Önce Beşiktaş’ta polislere yönelik saldırı ve patlama, ardından da Kayseri’de çarşı iznine çıkan askerleri hedef alan patlama ile yüreklerimiz yine yandı. Hayatlarının baharındaki gencecik asker ve polisler, tesadüfen patlama noktasından geçen sivil vatandaşlar… Aralarında öğrenci olan da vardı, minibüs şoförü olan da, çocuğunun doğumuna sayılı günler kalan da, düğün tarihini bekleyen de… Birbirileriyle tek ortak noktası, patlama anında orada olmak olan insanlarımız arkalarında derin bir hüzün ve acı bırakarak bu dünyadan göçüp gittiler.
Beşiktaş saldırısının hemen ardından, insana en çok dokunan sektörün mensupları olarak 15 Temmuz Demokrasi Otogarı’nda yaptığımız basın açıklamasında terörü lanetledik. İstanbul’un en soğuk ve yağışlı günlerinden birinde yaptığımız bu açıklamaya otogarda olan hemen herkes katıldı. Bu açıklamada terörün hiçbir şeye çözüm ya da çare olamayacağını bir kez daha dile getirdik.
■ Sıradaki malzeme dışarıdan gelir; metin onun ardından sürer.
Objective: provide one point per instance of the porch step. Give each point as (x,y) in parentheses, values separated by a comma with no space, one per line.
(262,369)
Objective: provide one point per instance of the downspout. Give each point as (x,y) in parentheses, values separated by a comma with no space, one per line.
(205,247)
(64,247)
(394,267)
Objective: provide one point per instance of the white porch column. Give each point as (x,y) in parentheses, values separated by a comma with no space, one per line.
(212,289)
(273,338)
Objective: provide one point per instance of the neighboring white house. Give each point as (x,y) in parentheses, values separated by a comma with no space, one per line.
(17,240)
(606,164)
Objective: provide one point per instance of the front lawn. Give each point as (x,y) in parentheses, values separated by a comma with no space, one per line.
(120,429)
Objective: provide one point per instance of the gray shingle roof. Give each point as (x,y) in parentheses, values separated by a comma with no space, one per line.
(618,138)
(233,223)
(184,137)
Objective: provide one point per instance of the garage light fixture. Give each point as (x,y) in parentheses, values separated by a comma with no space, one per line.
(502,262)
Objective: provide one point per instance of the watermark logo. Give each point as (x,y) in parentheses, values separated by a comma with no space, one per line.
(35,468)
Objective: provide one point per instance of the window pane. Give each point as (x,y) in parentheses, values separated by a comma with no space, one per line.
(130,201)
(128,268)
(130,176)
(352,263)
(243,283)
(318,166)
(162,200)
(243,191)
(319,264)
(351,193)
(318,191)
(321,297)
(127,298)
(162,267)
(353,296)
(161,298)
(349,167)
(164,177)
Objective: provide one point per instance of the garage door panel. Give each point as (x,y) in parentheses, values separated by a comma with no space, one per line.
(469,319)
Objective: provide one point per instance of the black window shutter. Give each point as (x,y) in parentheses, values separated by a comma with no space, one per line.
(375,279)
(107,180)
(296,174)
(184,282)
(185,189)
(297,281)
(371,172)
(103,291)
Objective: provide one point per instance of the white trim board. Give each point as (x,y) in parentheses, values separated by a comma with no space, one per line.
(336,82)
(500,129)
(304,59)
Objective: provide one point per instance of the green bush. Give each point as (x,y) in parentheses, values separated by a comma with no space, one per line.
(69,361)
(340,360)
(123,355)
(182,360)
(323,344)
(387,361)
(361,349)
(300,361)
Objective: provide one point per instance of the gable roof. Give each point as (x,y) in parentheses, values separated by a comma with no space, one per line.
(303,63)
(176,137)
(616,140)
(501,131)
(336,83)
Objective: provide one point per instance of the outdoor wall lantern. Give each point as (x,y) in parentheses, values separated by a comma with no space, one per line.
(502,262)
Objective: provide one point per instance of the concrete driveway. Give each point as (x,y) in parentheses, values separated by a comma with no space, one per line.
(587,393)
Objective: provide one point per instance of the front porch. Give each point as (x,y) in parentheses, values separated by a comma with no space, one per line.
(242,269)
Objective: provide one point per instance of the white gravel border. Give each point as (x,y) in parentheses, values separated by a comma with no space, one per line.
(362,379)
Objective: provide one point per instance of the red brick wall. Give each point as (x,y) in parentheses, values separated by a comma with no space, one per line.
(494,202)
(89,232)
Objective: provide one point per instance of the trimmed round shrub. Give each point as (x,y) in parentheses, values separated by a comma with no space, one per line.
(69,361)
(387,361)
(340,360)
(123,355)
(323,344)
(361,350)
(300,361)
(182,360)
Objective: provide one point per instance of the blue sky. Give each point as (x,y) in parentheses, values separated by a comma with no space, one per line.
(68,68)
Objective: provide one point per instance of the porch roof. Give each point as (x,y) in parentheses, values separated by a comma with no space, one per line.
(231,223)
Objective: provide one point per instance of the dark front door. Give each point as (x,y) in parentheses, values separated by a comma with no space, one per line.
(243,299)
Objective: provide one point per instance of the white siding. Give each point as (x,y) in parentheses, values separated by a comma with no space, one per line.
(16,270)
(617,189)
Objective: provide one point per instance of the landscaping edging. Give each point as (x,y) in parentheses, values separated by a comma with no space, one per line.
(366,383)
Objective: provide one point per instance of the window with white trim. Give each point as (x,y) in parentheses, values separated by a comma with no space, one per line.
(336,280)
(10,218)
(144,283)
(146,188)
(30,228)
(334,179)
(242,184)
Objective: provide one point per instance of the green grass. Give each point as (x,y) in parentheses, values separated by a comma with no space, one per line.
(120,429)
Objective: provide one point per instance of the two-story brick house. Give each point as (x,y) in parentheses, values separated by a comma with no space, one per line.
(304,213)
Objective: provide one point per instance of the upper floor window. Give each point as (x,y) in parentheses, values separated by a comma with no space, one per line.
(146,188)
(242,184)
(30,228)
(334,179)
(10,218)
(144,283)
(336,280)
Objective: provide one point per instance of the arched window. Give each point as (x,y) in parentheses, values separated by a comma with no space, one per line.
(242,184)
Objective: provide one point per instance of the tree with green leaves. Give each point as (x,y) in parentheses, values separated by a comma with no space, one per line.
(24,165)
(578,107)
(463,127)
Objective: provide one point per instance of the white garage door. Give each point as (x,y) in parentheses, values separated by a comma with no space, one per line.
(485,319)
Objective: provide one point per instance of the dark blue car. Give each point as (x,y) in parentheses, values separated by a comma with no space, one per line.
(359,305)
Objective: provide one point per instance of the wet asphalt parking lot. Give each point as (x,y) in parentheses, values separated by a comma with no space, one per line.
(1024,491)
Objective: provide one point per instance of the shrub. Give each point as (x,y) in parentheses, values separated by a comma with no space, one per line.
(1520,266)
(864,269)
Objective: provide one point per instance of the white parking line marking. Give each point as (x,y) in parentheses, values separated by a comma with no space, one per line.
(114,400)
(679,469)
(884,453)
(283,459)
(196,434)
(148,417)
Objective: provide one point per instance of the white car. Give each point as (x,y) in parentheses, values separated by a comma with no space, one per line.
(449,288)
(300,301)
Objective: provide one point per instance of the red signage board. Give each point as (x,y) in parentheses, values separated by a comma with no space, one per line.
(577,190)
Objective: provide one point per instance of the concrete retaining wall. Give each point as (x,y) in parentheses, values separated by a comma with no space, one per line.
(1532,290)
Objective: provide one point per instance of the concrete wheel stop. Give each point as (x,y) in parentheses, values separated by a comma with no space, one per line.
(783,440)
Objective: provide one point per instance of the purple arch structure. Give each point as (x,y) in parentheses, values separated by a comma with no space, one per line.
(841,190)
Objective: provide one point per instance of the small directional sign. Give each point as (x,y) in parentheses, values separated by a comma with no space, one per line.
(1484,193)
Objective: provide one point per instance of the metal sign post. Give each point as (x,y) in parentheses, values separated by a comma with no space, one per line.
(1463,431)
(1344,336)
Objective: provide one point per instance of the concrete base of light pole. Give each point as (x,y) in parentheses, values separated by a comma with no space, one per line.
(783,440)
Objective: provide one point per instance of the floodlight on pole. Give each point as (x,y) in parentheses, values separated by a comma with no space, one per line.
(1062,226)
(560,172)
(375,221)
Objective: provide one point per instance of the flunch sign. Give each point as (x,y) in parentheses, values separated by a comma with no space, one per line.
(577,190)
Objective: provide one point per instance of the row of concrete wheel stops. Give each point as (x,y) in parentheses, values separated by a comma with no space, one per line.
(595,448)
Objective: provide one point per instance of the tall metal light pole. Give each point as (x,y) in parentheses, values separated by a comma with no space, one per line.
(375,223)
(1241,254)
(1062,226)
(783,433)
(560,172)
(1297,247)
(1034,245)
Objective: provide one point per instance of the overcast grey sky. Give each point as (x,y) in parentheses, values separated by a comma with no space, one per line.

Şimdi burada ben bir kez daha dile getiriyorum. Bağımsız, demokrat bir Kürt aydını olarak 65 yaşıma geldim. Birçok demokratik ve mesleki sivil toplum örgütünün üst düzey yönetiminde bulundum. TCK’da 141 ve 142. maddeler varken 12 Eylül döneminde defalarca yargılandım. Bütün mücadelem boyunca, şiddetin toplumun bütün katmanlarından yok edilmesi gereğine sıkıyönetim mahkemelerinde ve köşe yazılarımda defalarca değindim. Aile içi şiddetten, rakip şirketler arasındaki mücadeleye, mahalle ve köylerdeki anlaşmazlıklardan, devletler arasındaki anlaşmazlıklara kadar bütün çelişkilerde şiddetin ve silahın kısa zamanda sorunu çözer gibi görünse de uzun vadede aslında çözümsüzlük tohumu attığını savundum.
Bu çerçevede hangi “sözde kutsal” amaçla olursa olsun, hangi “sözde haklı” dava için olursa olsun haklılığın devamı şiddetin terk edilmesine bağlıdır.
Devletin meşru kuvvetlerinin silah kullanma kurallarına da uyarak bunların dışında kim hangi sorunu silahla çözer veya çözmeye kalkarsa, silahı eline aldığı anda acizliğini ve haksızlığını kabul etmiş demektir.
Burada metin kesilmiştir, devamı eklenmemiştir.